Categorical data has a `categories` and a `ordered` property; these list the possible values and whether the ordering matters or not respectively. These properties are exposed as `.cat.categories` and `.cat.ordered`. If you don’t manually specify categories and ordering, they are inferred from the passed arguments.

Let's see some examples:

In [None]:
df["cat_type"].cat.categories

In [None]:
df["cat_type"].cat.ordered

If categorical data is ordered (ie `.cat.ordered == True`), then the order of the categories has a meaning and certain operations are possible: you can sort values (with `.sort_values`), and apply `.min` and `.max`.

### Renaming Categories

Renaming categories is done using the `rename_categories()` method (which works with a list or a dictionary).

In [None]:
df["cat_type"] = df["cat_type"].cat.rename_categories(["alpha", "beta", "gamma"])
df

Quite often, you'll run into a situation where you want to add a category. You can do this with `.add_categories()`:

In [None]:
df["cat_type"] = df["cat_type"].cat.add_categories(["delta"])
df["cat_type"]

Similarly, there is a `.remove_categories()` function and a `.remove_unused_categories()` function. `.set_categories()` adds and removes categories in one fell swoop. One of the nice properties of set categories is that  Remember that you need to do `df["columnname"].cat` before calling any cat(egory) functions though.

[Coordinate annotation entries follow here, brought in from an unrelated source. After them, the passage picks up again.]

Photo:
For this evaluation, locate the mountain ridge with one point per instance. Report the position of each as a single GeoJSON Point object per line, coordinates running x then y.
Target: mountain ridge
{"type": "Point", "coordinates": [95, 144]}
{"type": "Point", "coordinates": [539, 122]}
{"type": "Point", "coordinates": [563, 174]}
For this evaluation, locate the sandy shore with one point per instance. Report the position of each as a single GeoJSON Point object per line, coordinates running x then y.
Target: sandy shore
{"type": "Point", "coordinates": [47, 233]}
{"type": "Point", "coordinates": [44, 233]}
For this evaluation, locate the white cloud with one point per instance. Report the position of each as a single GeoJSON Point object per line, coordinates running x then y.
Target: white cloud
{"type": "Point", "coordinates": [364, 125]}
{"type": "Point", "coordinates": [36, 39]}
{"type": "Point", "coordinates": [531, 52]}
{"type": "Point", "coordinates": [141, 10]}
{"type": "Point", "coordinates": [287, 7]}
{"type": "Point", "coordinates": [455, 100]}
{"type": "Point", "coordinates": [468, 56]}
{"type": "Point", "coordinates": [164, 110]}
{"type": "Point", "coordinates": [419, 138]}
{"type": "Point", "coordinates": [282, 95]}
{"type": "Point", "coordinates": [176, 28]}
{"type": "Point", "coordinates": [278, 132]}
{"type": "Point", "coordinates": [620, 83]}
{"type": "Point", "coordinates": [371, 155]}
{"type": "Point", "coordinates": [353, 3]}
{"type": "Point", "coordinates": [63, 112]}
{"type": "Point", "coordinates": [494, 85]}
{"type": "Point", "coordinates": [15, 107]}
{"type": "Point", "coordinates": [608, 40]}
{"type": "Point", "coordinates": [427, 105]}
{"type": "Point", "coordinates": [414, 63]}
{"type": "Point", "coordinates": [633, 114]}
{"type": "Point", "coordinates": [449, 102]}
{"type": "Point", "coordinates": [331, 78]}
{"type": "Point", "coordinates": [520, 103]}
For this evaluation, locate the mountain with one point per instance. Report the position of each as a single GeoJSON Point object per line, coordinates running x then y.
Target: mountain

## Operations on Categories

As noted, ordered categories will already undergo some operations. But there are some that work on any set of categories. Perhaps the most useful is `value_counts()`.

In [None]:
df["cat_type"].value_counts()

Note that even though 'delta' doesn't appear at all, it gets a count (of zero). This tracking of missing values can be quite handy.

`mode()` is another one:

In [None]:
df["cat_type"].mode()

And if your categorical column happens to consist of *elements* that can undergo operations, those same operations will still work. For example,

In [None]:
time_df = pd.DataFrame(
    pd.Series(pd.date_range("2015/05/01", periods=5, freq="M"), dtype="category"),
    columns=["datetime"],
)
time_df

In [None]:
time_df["datetime"].dt.month

Finally, if you ever need to translate your actual data types in your categorical column into a code, you can use `.cat.codes` to get unique codes for each value.

In [None]:
time_df["datetime"].cat.codes